Denver 8 taps Telecast for local TV connectivity
Denver 8 TV, the official cable channel of the City of Denver, is using Telecast CopperHead fiber optic camera transceivers to enable remote production of live and taped meetings held within the expanse of city government offices in the Wellington E. Webb Office Building. The camera-mounted CopperHead systems enable the production crew to use the City’s fiber optic infrastructure to transport all audio, video, sync, and communications signals between three cameras and the production control room located across the street at the City and County Building.
“The main mission of Denver 8 is to provide access to Denver City Government, and our new Telecast CopperHead transceivers allow us to provide efficient coverage of public presentations and events while freeing up our mobile unit for other productions,” said Alan Hayden, technical lead and director-editor at Denver 8 TV. “The move to fiber and Telecast’s CopperHead systems has enabled us to carry signals over long distances back to the control room without any degradation. With the transceivers’ ease of operation, the small size of the fiber cable, and our newfound ability to include audio and intercom on that one cable, we have realized much more effective production capabilities.”
Denver 8 TV is currently using Digital CopperHead systems with SDI cameras in analog mode so that signals are compatible with the analog control room infrastructure. Once that facility is upgraded to digital, operators can switch over to SDI mode. The fiber system is also capable of handling HD-SDI should Denver 8 TV upgrade its cameras as well.

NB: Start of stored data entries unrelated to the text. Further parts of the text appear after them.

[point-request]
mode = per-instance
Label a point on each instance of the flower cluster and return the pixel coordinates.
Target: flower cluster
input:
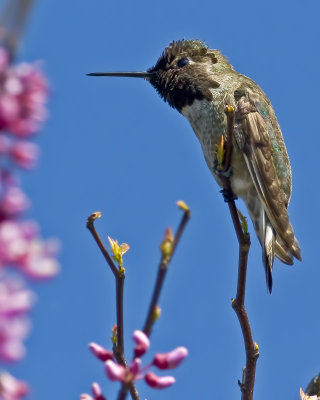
(135, 371)
(303, 396)
(11, 388)
(23, 94)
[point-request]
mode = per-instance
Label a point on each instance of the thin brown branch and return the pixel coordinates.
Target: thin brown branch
(92, 229)
(13, 17)
(251, 348)
(119, 275)
(162, 271)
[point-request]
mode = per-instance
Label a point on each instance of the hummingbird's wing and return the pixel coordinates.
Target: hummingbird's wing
(253, 138)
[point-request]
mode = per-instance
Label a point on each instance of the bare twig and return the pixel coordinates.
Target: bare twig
(251, 348)
(119, 274)
(13, 18)
(162, 271)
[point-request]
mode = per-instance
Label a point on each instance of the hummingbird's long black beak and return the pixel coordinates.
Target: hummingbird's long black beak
(143, 74)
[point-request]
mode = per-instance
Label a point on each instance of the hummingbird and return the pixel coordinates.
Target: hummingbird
(199, 83)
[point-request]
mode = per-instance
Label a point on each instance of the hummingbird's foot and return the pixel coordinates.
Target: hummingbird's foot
(218, 171)
(228, 195)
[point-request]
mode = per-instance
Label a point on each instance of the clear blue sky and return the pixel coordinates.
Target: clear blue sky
(113, 145)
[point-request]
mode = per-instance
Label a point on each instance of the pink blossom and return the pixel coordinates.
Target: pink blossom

Prior to implementing the CopperHead systems, the Denver 8 TV crew had to run multicore camera cables through the government office building and out to its production truck. The setup time for such shoots was prohibitive, and the cabling both unattractive and a hazard. Furthermore, this multicore-based system did not allow for live coverage.
“The CopperHead systems were attractive to us because of their compact design and ability to feed directly to fiber at the camera,” added Hayden. “Today we can provide high-quality live coverage of events from another building without having to construct a separate control room. This allows us to keep costs down, save time, and minimize equipment wear and tear.”
The CopperHead transceiver, which has a distance capability of 20 kilometers and beyond, is optimized for remote video production, training, and teleconferencing in government, medical, and educational organizations. The small camera-mounted multiplexer carries all the signals required for electronic or satellite transmission via the City’s telecommunications infrastructure fiber. For the last several yards from the fiber optic outlet to the camera itself, Denver 8 camera crews use Telecast’s lightweight, yet durable, “tactical” fiber optic cable. This single battlefield-rated cable replaces several coaxial, audio, and data cables to create a highly portable system that minimizes setup time for remote video transmission.